I didn't write this because I'm convinced that ashtoni and bohemicus are separate (I'm obviously not), I wrote this because It's annoying when papers tell me something authoritatively, but when I check their sources, I'm not seeing anything. Working on iNat: something like 3 or 4 times, someone had disagreed with an ashtoni ID by putting a bohemicus ID sending the observation out of the spotlight Subgenus limbo. In every case, they had referred to COSEWIC 2014. Which I feel does not properly show support for that change. Yes, it does point to papers that strongly indicate it, but not that show it.

But is it really too much to ask that when authors tell me where I can find extra details, that I actually find extra details there? To speak facetiously: these papers say "they're merged, Williams did tests, read more about it here" and I go there and all it says is: "yep".

While I fully acknowledge that I'd still have to take the work on faith (barcodes are quite a bit beyond me, and I've only seen a small handful of ashtoni specimens), I still want to at least see the work. Papers showing the work and the evidence for other splits and lumps are out there https://www.tandfonline.com/doi/abs/10.1080/00222933.2021.1900444
https://journals.plos.org/plosone/article?id=10.1371/journal.pone.0207080
https://academic.oup.com/isd/article/5/2/5/6239767?login=false
https://www.researchgate.net/publication/338624490_Substantial_genetic_divergence_and_lack_of_recent_gene_flow_support_cryptic_speciation_in_a_colour_polymorphic_bumble_bee_Bombus_bifarius_species_complex

Some while back, I was asking around for details regarding which one should be used.

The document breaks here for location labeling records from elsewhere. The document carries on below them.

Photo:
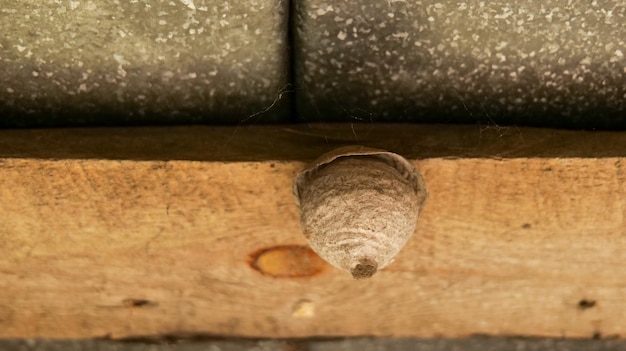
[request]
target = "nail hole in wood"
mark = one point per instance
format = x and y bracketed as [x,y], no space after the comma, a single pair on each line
[138,303]
[586,304]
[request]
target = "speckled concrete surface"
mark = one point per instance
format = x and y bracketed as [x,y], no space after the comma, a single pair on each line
[549,63]
[87,62]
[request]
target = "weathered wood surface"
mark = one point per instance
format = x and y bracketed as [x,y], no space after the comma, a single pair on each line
[193,230]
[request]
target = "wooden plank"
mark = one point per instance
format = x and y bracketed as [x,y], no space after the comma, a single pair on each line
[158,231]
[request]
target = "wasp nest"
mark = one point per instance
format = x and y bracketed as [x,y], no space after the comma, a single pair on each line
[359,206]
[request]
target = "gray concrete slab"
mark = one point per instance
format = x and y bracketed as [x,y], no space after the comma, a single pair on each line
[84,62]
[358,344]
[549,63]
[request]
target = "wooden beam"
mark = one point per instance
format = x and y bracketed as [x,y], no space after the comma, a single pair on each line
[193,230]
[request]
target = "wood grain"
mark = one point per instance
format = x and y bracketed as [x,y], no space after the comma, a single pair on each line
[145,232]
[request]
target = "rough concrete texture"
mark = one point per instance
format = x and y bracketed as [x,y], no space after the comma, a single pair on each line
[87,62]
[474,344]
[549,63]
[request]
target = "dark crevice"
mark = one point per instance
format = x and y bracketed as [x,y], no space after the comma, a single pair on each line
[291,58]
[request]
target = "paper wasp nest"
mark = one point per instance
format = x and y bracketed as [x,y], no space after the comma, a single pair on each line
[359,206]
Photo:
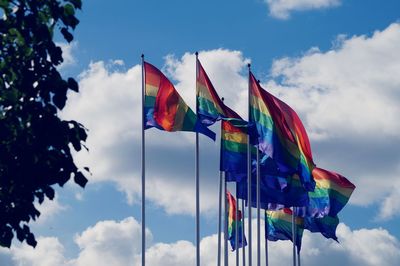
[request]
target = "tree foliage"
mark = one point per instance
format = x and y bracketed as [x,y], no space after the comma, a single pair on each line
[35,144]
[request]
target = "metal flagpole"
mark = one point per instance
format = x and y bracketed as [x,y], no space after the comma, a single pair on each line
[266,238]
[237,228]
[258,210]
[294,235]
[226,224]
[243,229]
[220,203]
[197,183]
[249,176]
[143,172]
[219,218]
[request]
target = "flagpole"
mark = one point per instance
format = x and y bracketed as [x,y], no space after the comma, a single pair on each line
[298,258]
[266,238]
[197,183]
[219,219]
[243,229]
[258,210]
[143,172]
[294,236]
[249,177]
[226,224]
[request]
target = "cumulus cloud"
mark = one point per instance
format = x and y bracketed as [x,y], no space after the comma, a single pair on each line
[118,243]
[282,9]
[48,209]
[109,106]
[347,98]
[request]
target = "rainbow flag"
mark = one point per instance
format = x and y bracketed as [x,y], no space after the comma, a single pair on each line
[271,196]
[278,226]
[210,107]
[331,194]
[232,220]
[233,155]
[326,225]
[165,109]
[281,134]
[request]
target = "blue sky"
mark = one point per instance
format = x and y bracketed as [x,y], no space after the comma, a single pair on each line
[336,62]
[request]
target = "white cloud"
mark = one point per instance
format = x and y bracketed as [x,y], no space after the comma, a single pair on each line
[109,106]
[48,209]
[48,252]
[348,98]
[68,54]
[118,243]
[281,9]
[110,243]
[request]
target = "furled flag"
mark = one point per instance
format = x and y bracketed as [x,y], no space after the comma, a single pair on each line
[279,226]
[210,107]
[271,197]
[233,154]
[326,225]
[281,134]
[332,192]
[232,220]
[165,109]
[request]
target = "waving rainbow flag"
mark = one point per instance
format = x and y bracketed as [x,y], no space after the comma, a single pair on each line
[281,135]
[232,220]
[279,226]
[326,225]
[165,109]
[210,107]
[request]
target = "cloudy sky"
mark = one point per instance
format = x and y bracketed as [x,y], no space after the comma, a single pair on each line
[336,62]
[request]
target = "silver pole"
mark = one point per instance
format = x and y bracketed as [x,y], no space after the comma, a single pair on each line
[143,172]
[237,227]
[243,229]
[219,218]
[266,238]
[197,184]
[294,236]
[258,210]
[249,176]
[226,224]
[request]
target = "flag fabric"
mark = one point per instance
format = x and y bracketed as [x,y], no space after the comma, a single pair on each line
[279,226]
[332,192]
[326,225]
[233,155]
[165,109]
[232,220]
[271,197]
[210,108]
[281,134]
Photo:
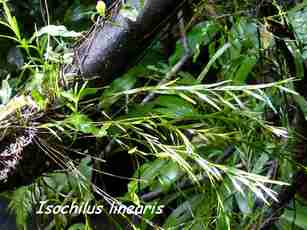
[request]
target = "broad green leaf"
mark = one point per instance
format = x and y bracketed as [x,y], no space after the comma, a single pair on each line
[245,69]
[297,18]
[297,216]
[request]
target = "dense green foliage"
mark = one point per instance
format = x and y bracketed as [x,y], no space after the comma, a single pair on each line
[214,144]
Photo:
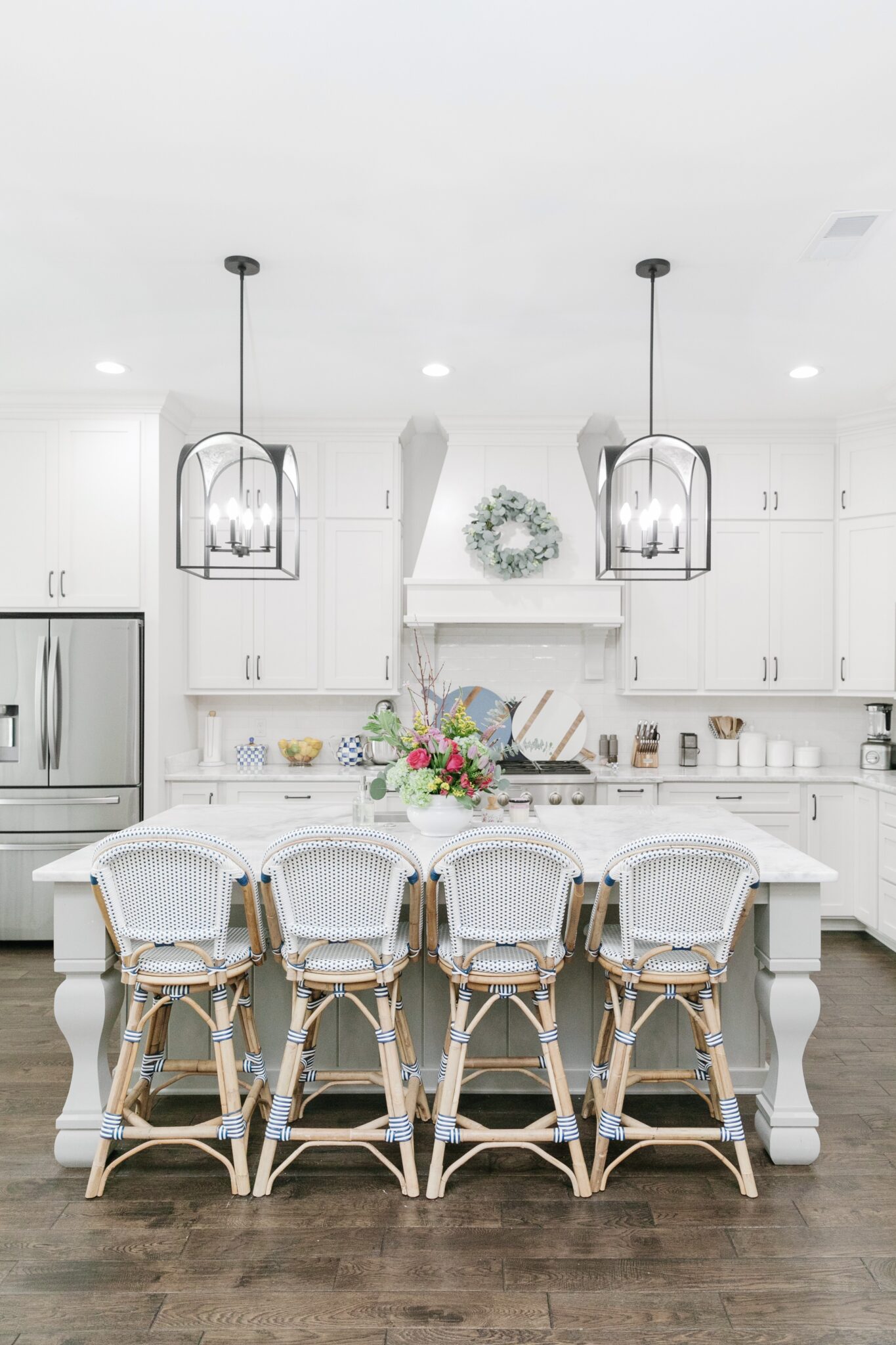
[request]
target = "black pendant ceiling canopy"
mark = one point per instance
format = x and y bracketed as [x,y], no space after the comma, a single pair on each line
[653,495]
[238,505]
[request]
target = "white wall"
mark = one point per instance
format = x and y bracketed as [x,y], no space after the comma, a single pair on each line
[526,659]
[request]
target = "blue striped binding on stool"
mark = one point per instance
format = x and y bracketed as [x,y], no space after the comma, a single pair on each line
[277,1121]
[610,1126]
[704,1064]
[734,1126]
[233,1126]
[254,1064]
[566,1130]
[152,1064]
[399,1130]
[448,1130]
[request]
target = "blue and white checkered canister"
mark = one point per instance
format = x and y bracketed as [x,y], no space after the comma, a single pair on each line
[251,757]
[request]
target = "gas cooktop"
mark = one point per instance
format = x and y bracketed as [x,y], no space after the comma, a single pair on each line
[522,766]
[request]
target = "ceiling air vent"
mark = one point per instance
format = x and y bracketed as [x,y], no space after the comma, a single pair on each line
[843,234]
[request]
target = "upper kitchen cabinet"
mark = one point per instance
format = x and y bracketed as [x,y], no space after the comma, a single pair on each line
[867,606]
[867,472]
[360,479]
[785,481]
[100,514]
[72,533]
[661,636]
[28,471]
[360,606]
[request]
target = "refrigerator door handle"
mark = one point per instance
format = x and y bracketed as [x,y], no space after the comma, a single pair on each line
[54,697]
[41,701]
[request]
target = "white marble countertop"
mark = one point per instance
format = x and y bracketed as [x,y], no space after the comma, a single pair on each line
[330,771]
[594,833]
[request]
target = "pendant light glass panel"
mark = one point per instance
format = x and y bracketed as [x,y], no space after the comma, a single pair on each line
[238,509]
[654,500]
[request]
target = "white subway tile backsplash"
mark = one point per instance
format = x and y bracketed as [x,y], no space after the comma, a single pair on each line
[523,659]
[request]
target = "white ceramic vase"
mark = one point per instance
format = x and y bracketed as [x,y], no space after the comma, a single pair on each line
[442,817]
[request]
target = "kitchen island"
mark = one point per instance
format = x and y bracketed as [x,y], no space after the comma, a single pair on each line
[770,1003]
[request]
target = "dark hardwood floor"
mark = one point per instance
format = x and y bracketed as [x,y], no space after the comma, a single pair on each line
[671,1254]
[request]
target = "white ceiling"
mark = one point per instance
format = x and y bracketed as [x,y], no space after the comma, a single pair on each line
[468,181]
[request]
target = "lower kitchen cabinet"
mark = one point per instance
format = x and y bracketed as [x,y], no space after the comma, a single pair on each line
[865,862]
[830,838]
[191,791]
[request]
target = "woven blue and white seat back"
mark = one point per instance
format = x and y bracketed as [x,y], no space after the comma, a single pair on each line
[339,884]
[507,888]
[164,885]
[681,891]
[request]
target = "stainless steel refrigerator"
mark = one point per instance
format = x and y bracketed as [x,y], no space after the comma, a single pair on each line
[70,749]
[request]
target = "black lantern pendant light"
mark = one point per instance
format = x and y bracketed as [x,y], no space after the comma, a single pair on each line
[653,496]
[238,499]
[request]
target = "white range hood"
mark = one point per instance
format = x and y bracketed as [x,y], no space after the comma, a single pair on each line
[444,481]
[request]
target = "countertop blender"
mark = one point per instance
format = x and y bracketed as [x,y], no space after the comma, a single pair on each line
[876,751]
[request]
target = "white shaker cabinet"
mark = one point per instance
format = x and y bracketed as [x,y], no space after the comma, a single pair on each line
[801,632]
[359,481]
[865,865]
[830,838]
[72,523]
[28,565]
[867,460]
[360,606]
[867,606]
[736,634]
[661,636]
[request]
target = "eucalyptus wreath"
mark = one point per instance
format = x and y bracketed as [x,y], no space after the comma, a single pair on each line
[504,506]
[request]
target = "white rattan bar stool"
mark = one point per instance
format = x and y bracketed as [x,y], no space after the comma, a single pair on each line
[512,902]
[165,898]
[333,900]
[683,902]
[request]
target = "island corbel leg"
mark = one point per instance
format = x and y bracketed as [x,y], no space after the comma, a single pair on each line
[788,934]
[86,1005]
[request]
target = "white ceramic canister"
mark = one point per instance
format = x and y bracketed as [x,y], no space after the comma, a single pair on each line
[752,748]
[726,751]
[779,752]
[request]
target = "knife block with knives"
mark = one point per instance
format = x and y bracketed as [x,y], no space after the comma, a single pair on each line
[645,749]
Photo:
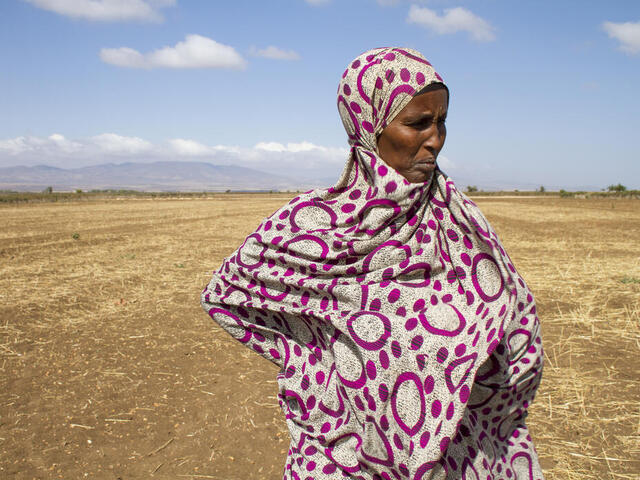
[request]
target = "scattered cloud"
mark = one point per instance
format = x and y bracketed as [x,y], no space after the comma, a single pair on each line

It was suggested a couple times that this change is from unpublished data. And people could only point me to the BBNA guide. If tomorrow, you published a 20 page formally synonymizing these two, then that would be what I'd reference when people asked for details regarding the change, and I would still criticize the other papers.

I sent you a DM on here with my email (I don't have yours regrettably). I am looking forward to reading that.

Anotado por neylon hace cerca de un año

Sorry, I just saw you responded while I was typing, but I have to go to work. I'll read later. Thanks.

Anotado por neylon hace cerca de un año

I'd suggest that publications are often considered to include their supplementary data and related documents. In this case it seems that some of the data is on BOLD. The links I added above include COI records for the species including some labelled as by Williams, so there is some information that can be accessed.